Further, the applicant claimed 45,720 ATS (3,322.67 EUR) for costs and expenses incurred in the Convention proceedings. The Government considered this claim excessive because the applicant’s lawyer had charged the full fees for the observations in reply, while, given their length, only fees for a short letter should have been charged. In the Government’s view an amount of 34,290 ATS was appropriate.

On the basis of the evidence in its possession, the observations of the parties, and its case-law, the Court considers it equitable to award 40,000 ATS (2,906.98 EUR).

C.  Default interest

30.  According to the information available to the Court, the statutory rate of interest applicable in Austria at the date of adoption of the present judgment is 4% per annum.

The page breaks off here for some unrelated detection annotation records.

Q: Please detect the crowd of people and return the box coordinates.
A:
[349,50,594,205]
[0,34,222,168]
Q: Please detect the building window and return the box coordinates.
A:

1.  Holds that there has been a violation of Article 6 § 1 of the Convention;

2.  Holds that the finding of a violation constitutes in itself sufficient just satisfaction for the non-pecuniary damage sustained by the applicant;

3.  Holds

(a)  that the respondent State is to pay the applicant, within three months from the date on which the judgment becomes final according to Article 44 § 2 of the Convention, for costs and expenses, 40,000 ATS (forty thousand Austrian schillings) i.e. 2,906.98 EUR (two thousand nine hundred and six euros ninety-eight cents);

(b)  that simple interest at an annual rate of 4% shall be payable from the expiry of the above-mentioned three months until settlement;

4.  Dismisses the remainder of the applicant’s claim for just satisfaction.

Done in English, and notified in writing on 17 January 2002, pursuant to Rule 77 §§ 2 and 3 of the Rules of Court.